Wrote this for a thread on the Chugalug mailing list, it's here in the archives.

Donald Rudder writes:

> I agree, free is not always cheaper .... The trick is to higher an OSS
> geek to customize the app for your company for less that it would cost
> to buy something off the shelf.

I actually think that the "cheaper" argument doesn't work. Whether or not you believe Microsoft's TCO numbers, playing that game turns IT into a commodity, and leads to the sort of thinking that eventually gets the IT group outsourced.

But if IT in your company is a commodity, then the company is losing valuable competitive advantage by not leveraging its information resources as far as it should. What your company has over its competitors may be things like product or resources, but those things can change. Blink and Pepsi has taken the lead. What your company really has over its competitors are the business processes that make your company tick, and the culture of innovation that let those business processes evolve faster and more effectively than your competitors.

That's why you should be using open source.

This seems kind of counter-intuitive at first, "I should be using, and giving back to, open source, which everyone can run, to give me an advantage?"

Exactly.

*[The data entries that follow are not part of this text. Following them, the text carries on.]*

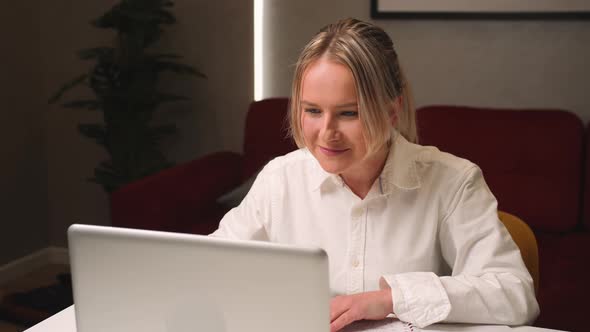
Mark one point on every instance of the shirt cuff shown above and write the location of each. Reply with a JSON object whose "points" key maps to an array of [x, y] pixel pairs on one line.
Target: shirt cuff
{"points": [[418, 297]]}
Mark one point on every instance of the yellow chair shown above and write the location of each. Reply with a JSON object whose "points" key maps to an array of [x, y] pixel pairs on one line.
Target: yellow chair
{"points": [[525, 239]]}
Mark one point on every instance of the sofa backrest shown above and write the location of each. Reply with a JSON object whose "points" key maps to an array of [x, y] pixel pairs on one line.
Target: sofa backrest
{"points": [[531, 159], [266, 134]]}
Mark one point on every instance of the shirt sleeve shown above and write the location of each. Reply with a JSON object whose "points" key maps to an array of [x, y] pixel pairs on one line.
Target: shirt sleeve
{"points": [[489, 283], [250, 219]]}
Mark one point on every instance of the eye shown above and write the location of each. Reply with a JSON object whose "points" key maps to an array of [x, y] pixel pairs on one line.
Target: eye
{"points": [[313, 111], [349, 114]]}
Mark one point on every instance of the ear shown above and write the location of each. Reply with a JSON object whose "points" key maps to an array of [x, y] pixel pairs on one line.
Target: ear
{"points": [[396, 108]]}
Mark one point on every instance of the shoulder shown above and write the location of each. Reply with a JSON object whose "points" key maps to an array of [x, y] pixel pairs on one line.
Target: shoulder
{"points": [[436, 166], [297, 161]]}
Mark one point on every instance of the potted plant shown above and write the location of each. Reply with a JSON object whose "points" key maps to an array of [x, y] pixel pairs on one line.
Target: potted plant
{"points": [[124, 79]]}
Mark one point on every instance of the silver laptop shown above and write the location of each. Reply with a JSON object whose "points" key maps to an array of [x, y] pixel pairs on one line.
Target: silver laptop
{"points": [[143, 281]]}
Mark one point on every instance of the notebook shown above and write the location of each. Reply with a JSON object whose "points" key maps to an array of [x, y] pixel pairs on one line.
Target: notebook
{"points": [[138, 280]]}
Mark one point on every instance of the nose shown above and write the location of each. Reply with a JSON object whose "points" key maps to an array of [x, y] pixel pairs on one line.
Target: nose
{"points": [[330, 131]]}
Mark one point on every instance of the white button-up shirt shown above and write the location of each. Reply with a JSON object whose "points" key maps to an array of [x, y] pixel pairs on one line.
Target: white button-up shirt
{"points": [[428, 229]]}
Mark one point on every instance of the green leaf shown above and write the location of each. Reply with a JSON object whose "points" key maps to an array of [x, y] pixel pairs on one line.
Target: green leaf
{"points": [[76, 81], [167, 98], [94, 131], [178, 68], [96, 52], [87, 104]]}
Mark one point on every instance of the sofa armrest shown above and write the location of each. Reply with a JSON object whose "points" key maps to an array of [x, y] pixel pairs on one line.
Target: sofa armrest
{"points": [[176, 197]]}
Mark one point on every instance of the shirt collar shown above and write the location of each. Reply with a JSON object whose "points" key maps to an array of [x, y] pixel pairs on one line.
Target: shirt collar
{"points": [[399, 170]]}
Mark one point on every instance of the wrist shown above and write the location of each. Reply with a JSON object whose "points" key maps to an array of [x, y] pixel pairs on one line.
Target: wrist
{"points": [[387, 300]]}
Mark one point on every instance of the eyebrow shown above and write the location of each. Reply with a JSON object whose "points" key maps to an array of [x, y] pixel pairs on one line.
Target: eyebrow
{"points": [[350, 104]]}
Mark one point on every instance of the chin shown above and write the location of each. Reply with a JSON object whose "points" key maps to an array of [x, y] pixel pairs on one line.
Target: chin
{"points": [[331, 168]]}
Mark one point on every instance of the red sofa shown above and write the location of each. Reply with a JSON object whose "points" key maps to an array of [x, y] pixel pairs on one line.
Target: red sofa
{"points": [[533, 161]]}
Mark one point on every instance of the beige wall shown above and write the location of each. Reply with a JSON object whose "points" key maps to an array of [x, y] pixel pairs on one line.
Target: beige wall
{"points": [[24, 226], [214, 36], [480, 63]]}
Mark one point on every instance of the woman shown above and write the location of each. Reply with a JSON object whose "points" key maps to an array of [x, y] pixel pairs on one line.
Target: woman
{"points": [[408, 229]]}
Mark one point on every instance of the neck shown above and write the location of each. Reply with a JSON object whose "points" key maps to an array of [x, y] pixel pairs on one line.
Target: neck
{"points": [[361, 179]]}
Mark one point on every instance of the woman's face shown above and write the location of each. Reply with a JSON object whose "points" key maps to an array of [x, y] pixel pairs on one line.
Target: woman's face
{"points": [[330, 122]]}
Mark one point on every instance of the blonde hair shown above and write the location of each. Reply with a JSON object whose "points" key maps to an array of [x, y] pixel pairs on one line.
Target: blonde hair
{"points": [[368, 52]]}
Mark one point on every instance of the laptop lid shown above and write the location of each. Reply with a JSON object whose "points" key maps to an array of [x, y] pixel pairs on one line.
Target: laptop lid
{"points": [[137, 280]]}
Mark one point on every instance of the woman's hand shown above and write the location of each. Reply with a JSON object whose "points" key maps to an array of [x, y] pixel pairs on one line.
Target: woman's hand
{"points": [[349, 308]]}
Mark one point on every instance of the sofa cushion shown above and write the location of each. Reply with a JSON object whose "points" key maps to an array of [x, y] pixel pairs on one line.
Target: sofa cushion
{"points": [[531, 159], [564, 275]]}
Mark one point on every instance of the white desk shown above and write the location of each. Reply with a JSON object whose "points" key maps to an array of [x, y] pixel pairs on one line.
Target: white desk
{"points": [[65, 321]]}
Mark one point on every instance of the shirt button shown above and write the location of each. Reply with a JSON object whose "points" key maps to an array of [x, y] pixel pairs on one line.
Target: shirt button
{"points": [[356, 213]]}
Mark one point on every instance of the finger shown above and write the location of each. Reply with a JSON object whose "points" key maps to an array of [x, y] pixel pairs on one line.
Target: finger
{"points": [[338, 305], [341, 321]]}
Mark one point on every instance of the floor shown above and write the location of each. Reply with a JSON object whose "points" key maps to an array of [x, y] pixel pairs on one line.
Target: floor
{"points": [[41, 277]]}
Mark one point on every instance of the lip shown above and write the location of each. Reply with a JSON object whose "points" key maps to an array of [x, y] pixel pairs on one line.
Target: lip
{"points": [[332, 152]]}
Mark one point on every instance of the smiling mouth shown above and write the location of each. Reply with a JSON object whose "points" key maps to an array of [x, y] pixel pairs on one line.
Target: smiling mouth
{"points": [[332, 152]]}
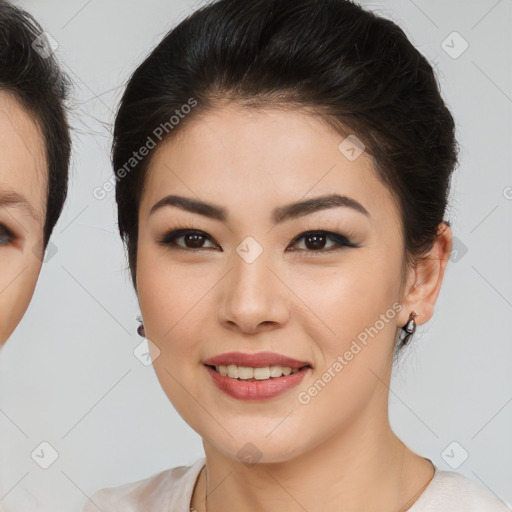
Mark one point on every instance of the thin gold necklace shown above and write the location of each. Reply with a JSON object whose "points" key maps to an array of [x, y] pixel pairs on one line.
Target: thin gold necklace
{"points": [[403, 509]]}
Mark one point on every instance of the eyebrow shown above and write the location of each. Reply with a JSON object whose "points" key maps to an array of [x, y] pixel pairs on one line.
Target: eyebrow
{"points": [[280, 214], [9, 198]]}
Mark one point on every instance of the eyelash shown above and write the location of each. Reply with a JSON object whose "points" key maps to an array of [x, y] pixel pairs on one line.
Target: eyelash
{"points": [[5, 233], [342, 241]]}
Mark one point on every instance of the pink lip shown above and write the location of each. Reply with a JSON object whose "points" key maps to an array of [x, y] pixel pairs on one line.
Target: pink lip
{"points": [[258, 360], [256, 389]]}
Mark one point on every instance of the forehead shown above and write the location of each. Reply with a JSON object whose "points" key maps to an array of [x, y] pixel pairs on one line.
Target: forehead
{"points": [[23, 168], [246, 157]]}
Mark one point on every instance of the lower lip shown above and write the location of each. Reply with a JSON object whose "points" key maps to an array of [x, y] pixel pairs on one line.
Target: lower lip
{"points": [[256, 389]]}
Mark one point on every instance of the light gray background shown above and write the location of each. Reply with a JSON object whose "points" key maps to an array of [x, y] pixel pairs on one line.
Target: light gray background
{"points": [[68, 375]]}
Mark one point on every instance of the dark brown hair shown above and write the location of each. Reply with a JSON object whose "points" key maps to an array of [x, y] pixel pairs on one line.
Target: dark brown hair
{"points": [[30, 73]]}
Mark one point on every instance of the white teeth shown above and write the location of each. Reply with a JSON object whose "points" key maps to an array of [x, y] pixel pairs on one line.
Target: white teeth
{"points": [[233, 371], [246, 372], [262, 373]]}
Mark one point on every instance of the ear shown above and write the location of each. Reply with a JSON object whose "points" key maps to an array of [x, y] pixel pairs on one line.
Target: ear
{"points": [[424, 280]]}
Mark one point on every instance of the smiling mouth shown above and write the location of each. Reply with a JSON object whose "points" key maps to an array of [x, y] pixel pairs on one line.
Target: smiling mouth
{"points": [[251, 374]]}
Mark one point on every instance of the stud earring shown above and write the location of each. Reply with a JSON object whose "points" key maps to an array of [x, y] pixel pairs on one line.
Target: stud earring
{"points": [[409, 327], [140, 329]]}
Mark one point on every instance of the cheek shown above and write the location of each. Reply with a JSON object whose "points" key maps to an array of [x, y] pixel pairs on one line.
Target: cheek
{"points": [[17, 284]]}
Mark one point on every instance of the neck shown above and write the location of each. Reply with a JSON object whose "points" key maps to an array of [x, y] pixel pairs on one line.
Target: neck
{"points": [[364, 467]]}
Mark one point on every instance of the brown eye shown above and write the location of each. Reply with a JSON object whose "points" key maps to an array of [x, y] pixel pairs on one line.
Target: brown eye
{"points": [[192, 240], [315, 241]]}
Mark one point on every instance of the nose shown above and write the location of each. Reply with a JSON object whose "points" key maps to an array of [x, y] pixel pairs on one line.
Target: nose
{"points": [[254, 297]]}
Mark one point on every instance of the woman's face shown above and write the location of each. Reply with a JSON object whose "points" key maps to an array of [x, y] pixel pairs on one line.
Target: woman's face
{"points": [[22, 211], [251, 283]]}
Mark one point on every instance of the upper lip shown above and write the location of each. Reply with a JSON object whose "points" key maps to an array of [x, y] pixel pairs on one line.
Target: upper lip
{"points": [[257, 360]]}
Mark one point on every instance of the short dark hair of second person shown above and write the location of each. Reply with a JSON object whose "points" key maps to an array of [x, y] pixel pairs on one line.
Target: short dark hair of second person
{"points": [[39, 85]]}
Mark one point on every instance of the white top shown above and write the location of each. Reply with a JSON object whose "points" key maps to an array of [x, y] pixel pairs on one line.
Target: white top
{"points": [[171, 491]]}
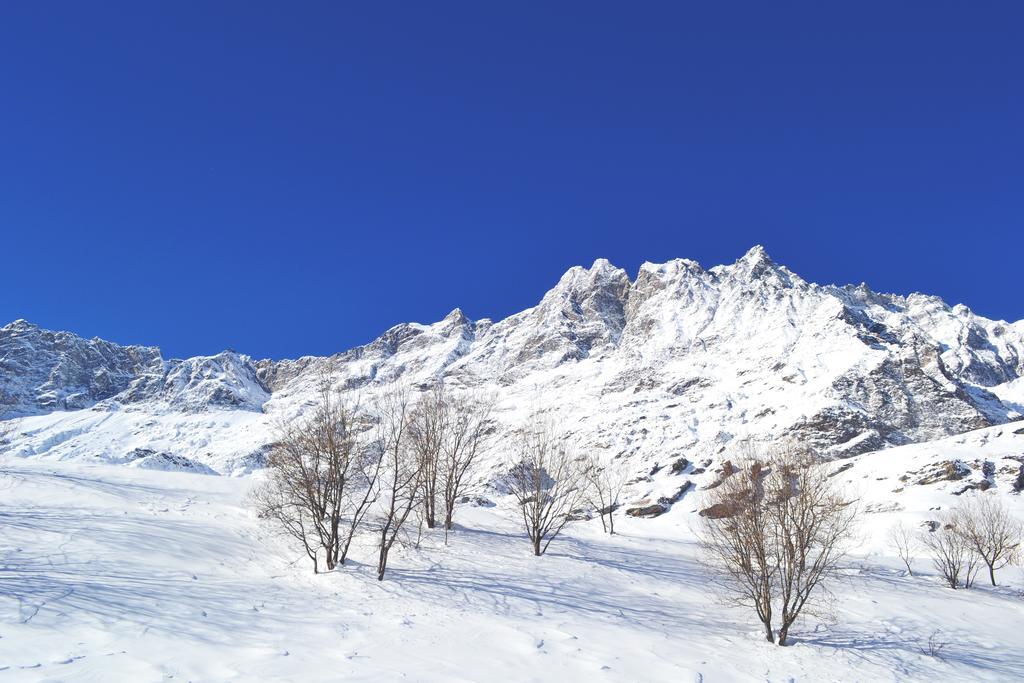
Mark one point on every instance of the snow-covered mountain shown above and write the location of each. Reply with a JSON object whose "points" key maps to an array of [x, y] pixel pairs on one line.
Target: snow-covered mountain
{"points": [[676, 363]]}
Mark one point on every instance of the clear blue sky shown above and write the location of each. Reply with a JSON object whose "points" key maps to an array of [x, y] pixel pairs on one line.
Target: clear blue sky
{"points": [[293, 177]]}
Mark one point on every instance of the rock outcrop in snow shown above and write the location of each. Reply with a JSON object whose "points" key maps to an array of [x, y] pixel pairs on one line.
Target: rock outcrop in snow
{"points": [[679, 361]]}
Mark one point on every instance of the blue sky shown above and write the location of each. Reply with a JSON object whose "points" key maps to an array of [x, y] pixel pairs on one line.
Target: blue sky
{"points": [[292, 178]]}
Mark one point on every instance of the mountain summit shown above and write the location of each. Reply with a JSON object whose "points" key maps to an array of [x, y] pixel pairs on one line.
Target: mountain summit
{"points": [[678, 361]]}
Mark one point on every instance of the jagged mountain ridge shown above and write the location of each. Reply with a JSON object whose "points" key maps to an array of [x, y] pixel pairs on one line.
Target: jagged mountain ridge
{"points": [[681, 359]]}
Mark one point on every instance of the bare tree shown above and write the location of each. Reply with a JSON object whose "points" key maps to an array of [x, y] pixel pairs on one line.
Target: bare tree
{"points": [[402, 476], [546, 480], [813, 524], [990, 530], [774, 535], [951, 553], [310, 471], [467, 430], [604, 487], [904, 540], [736, 539], [427, 431]]}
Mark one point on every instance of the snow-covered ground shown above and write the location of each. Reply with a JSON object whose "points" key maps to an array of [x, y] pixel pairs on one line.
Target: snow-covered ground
{"points": [[114, 572]]}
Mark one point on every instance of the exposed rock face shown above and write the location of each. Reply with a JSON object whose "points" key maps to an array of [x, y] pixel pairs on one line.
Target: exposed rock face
{"points": [[42, 371], [682, 361], [45, 371]]}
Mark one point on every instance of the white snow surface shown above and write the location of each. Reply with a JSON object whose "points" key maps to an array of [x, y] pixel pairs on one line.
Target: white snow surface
{"points": [[681, 360], [113, 572]]}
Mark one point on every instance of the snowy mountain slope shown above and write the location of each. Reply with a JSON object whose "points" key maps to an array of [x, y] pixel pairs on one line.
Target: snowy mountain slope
{"points": [[680, 361], [122, 573]]}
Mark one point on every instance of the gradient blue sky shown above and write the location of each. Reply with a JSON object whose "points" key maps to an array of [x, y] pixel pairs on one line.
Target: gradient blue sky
{"points": [[294, 177]]}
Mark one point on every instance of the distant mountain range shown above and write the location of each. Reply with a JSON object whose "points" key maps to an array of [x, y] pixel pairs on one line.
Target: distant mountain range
{"points": [[679, 361]]}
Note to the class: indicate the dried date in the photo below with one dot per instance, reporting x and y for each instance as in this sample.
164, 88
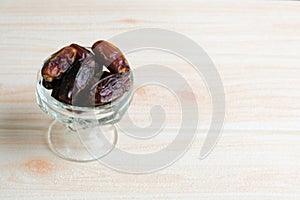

If you use proprietary software, you're locked into the Microsoft (or, to a lesser extent, SAP or Computer Associates, or Oracle) way of thinking. Any of your competitors can go to those companies and buy a similar business process to yours.

If you're really interested in innovating, you need to be building these capabilities not on the advice of some 24 year old who just graduated who's been trained to be an Oracle consultant by parrotting their business process line, but on the hard-fought experience of your own company, and the wisdom of the people who've guided that company to its success.

And for that you need a software infrastructure that's agile, you need to be able to get into the guts of the processes that make your company tick and be able to customize your computer systems heavily. And to do that you need in-house expertise able to reconfigure and add features to your software. You need to nurture these abilities so that a VP can walk down to the IT guys and say "I was wondering, what would happen if we...".

You need to nurture these abilities so that a front-line worker can go to the IT guys and say "my job would be easier if we...".

You don't have that sort of flexibility with commercial software.

So why not just develop everything in-house and keep it all proprietary to your own company, then? This one's slightly less obvious.

It's fairly obvious that the economics of software development support having lots of customers per developer. The more customers who use a given feature, the more money sloshing about to support the developers. So while you're out-innovating in terms of supporting your business process, you still need your developers to be feeding that larger customer base, which may include your competitors.

How does the open source software give you that advantage? Two ways:

First, working within an open source framework ensures that your developers are not writing one-off hacks, but are building maintainable, flexible software. They're cleaning up that afternoon of "can we try it this way?" into a reconfigurable system, and making sure that the code integrates in a way that's maintainable.

Second, your competitors are innovating fast. And your competitors have their own business processes. Companies are like people, one size doesn't fit all, and it's not like you can drop the innovations which make your groups run smoothly into just any other company and have like returns. These things need to be tailored. So giving the software which runs your internal business processes back to the open source community doesn't automatically give other companies your secrets, but it does let them rework your code to be more maintainable and flexible, so that it will match their processes as well as yours.

More flexible more adaptable systems evolve faster, and faster means your business processes can improve that much more quickly.

The real competitive advantage isn't "can we do the same thing, only cheaper". Blowing away the competition is all about "how can we do more?"

*That* is what open source is about.

If you're thinking in terms of "TCO", someone is about to eat your lunch. At that point you've lost, and IT is just another bottom-line expense.

Open source is about changing TCO into ROI.